The delicate white blooms on Lee Gulley’s camellia plants are just a bonus. The real treasure is the new growth shoots at the top of his ornamental evergreens.
“It’s the tip and the top two leaves, that’s what you pick,” said Gulley, who is building a fledgling farm-to-cup tea leaf enterprise. He’s cultivated about 500 plants on his Lobelia property so far.
Growing tea wasn’t on his radar a few years back when he visited the Fayetteville Camellia Festival. But during the event, his family participated in a Japanese tea ceremony and Gulley was smitten.
Black tea, green tea, oolong tea and white tea are considered the four true teas. What’s remarkable is they’re all produced from the same species, the common tea plant or Camellia sinensis.
“I had always liked tea and they had a few tea plants for sale at the festival. Slowly I began to build up a collection and started doing more research. North Carolina is about as far north as you can go to successfully raise a tea crop.”
A landscaper by trade, Gulley has lived in the area since the 1980s. His brother owns Gulley’s Garden Center in downtown Southern Pines. Both grew up in tobacco country in Edgecombe County.
“Our entire family enjoys growing things. On my own, I learned about tea, how to pick it and process it.”
Gulley also figured out that he’d need a whole lot of plants to produce enough material to market his tea commercially. He and his wife, Karen, established Pinehurst Tea Garden in the Lobelia community near Vass, where he grows his plants organically, though the farm is not officially certified as organic.
Recently the couple constructed a processing shed with an outdoor gas-fired cooking area, thanks to a $7,700 grant through the University of Mount Olive AgPrime program. The funding is supported by the North Carolina Tobacco Trust Fund Commission and allocated to North Carolina farmers for new and/or innovative projects in communities that have been negatively impacted by the downturn of the tobacco economy.
Gulley said the watertight shed provides space to dry out and roll the tea leaves, and also means the operation can meet state food safety requirements. There are different processing methods for black tea and green tea, which are the two varieties he plans to specialize in. The goal is to begin selling commercially next spring.
“I’m still in the developmental stage,” he said, noting there’s been a steep learning curve, especially when it comes to roasting the green tea leaves properly. He’s also spent about four years perfecting when, where and how deep to prune the plants for best results.
Camellias are slow-growing but easily maintained.

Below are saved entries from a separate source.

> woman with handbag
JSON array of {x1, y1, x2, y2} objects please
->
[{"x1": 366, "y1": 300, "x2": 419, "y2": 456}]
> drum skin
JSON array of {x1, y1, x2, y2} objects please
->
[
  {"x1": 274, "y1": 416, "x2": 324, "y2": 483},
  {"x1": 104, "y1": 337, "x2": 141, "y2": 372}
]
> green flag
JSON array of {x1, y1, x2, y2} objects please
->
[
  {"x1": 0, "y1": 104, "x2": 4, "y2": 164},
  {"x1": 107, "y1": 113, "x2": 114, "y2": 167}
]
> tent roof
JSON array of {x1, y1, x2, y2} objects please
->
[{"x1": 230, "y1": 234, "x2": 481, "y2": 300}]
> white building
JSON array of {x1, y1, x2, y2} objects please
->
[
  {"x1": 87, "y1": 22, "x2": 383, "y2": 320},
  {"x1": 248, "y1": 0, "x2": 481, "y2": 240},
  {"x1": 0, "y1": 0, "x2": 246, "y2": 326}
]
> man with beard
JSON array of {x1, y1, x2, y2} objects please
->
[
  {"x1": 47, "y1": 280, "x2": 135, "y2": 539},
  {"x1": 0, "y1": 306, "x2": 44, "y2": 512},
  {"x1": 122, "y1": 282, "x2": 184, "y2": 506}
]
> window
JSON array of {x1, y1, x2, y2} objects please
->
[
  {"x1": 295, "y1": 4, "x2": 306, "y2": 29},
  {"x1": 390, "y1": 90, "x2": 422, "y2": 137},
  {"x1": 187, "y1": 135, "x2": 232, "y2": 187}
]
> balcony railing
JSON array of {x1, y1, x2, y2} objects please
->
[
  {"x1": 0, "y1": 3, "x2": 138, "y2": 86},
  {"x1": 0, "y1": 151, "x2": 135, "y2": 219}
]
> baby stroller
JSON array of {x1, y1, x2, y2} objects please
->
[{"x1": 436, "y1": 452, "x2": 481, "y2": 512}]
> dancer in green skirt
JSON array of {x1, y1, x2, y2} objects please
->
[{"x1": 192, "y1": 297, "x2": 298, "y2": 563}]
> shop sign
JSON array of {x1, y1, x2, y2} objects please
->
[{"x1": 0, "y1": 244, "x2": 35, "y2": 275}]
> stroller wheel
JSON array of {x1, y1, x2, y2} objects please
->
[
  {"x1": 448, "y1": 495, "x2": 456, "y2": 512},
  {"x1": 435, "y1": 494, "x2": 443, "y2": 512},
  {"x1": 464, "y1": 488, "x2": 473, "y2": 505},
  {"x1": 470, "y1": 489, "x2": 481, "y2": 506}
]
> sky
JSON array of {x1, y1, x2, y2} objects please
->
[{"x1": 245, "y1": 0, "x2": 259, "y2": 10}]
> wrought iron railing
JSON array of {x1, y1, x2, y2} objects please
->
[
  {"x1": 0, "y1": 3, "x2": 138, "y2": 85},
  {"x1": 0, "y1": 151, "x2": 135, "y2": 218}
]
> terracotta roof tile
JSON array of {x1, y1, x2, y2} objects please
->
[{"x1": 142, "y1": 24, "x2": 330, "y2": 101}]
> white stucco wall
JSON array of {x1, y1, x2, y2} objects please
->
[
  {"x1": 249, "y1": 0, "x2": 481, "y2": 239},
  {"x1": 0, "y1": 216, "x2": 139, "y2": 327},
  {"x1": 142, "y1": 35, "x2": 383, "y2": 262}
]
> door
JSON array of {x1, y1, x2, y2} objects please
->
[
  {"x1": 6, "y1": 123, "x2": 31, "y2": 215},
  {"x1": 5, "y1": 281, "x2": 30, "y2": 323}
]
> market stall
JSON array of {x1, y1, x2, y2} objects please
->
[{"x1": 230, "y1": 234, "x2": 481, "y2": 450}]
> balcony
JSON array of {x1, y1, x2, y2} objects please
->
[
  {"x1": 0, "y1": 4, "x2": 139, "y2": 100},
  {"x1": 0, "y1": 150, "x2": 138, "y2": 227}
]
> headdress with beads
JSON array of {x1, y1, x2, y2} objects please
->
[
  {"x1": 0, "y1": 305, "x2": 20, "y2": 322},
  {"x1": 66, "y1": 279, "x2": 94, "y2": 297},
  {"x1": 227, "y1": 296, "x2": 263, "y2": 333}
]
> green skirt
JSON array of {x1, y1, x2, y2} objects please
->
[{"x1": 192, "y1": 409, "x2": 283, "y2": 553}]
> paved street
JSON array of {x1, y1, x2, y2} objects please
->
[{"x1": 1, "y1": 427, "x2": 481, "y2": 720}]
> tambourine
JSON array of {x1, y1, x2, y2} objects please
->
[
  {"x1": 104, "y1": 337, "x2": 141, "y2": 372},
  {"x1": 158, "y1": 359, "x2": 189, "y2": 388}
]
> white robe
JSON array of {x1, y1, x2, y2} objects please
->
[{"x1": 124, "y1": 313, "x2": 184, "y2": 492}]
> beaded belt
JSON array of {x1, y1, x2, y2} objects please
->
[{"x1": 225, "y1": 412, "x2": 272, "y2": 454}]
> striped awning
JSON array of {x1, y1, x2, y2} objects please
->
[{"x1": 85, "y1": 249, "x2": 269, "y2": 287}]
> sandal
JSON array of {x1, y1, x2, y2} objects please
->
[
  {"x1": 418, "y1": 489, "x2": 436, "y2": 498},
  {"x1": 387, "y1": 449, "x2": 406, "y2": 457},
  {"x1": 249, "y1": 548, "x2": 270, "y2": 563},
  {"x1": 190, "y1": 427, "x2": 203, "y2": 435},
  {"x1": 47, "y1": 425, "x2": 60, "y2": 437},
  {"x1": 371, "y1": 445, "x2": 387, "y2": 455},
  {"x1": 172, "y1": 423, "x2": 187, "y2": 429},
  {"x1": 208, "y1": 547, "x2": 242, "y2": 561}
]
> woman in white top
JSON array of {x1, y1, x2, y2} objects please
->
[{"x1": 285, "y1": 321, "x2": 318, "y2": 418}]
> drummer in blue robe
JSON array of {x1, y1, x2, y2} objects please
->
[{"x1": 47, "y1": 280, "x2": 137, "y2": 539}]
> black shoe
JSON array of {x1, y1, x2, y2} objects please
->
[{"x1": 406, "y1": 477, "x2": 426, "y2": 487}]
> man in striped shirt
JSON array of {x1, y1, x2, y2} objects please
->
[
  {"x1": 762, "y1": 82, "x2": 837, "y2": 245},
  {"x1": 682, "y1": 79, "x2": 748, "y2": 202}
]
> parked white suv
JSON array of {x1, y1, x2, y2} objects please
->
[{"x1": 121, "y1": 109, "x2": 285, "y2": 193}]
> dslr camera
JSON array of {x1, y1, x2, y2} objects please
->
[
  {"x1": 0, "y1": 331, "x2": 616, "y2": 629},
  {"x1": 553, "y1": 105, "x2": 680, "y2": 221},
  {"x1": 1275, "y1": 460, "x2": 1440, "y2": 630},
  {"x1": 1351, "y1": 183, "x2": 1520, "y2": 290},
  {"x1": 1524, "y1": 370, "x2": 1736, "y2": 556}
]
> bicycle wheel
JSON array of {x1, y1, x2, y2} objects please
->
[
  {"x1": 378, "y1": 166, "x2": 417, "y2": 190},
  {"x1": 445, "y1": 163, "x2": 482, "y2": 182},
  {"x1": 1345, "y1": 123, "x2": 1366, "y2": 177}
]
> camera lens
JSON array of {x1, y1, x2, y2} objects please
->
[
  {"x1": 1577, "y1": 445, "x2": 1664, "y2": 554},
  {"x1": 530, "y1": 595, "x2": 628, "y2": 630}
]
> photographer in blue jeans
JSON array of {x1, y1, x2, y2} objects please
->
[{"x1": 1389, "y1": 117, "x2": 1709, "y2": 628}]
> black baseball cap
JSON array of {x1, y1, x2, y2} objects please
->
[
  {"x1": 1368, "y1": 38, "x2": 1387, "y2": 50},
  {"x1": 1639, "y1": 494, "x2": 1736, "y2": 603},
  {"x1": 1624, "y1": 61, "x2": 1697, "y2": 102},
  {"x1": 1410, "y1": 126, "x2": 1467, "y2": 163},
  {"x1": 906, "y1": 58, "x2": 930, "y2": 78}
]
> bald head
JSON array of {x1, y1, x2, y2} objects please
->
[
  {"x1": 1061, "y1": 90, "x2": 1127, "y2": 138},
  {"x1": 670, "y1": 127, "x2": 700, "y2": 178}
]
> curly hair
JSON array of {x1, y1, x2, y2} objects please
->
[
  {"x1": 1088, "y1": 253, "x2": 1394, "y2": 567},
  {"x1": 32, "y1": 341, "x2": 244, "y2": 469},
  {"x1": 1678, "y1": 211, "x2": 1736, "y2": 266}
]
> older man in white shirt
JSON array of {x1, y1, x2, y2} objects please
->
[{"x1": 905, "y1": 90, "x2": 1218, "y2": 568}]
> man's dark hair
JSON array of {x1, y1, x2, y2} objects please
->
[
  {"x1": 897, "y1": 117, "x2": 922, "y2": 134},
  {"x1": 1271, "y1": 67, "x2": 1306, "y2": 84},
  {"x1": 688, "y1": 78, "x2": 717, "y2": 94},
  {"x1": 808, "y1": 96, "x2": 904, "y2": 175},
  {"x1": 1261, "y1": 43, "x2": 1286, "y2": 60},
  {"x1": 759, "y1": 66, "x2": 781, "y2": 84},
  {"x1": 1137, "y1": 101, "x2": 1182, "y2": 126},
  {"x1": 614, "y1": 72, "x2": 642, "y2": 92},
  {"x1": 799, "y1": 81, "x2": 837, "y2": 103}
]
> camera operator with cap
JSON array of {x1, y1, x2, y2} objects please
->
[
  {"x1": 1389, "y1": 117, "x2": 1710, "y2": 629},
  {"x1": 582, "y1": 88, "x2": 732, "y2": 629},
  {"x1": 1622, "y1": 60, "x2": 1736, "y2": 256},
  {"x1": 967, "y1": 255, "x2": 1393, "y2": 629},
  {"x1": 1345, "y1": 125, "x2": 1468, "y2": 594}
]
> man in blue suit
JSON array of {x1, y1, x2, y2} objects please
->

They are also heat and drought tolerant, and like sandy well-drained soil. The Sandhills are a pretty ideal fit, agriculturally, but Gulley said it still takes practice and patience.
“It is a labor intensive crop” and requires handpicking each shoot to make sure the leaves are not damaged in the harvesting effort. Gulley said cut leaves lose both value and flavor and are the reason tea can sometimes taste bitter.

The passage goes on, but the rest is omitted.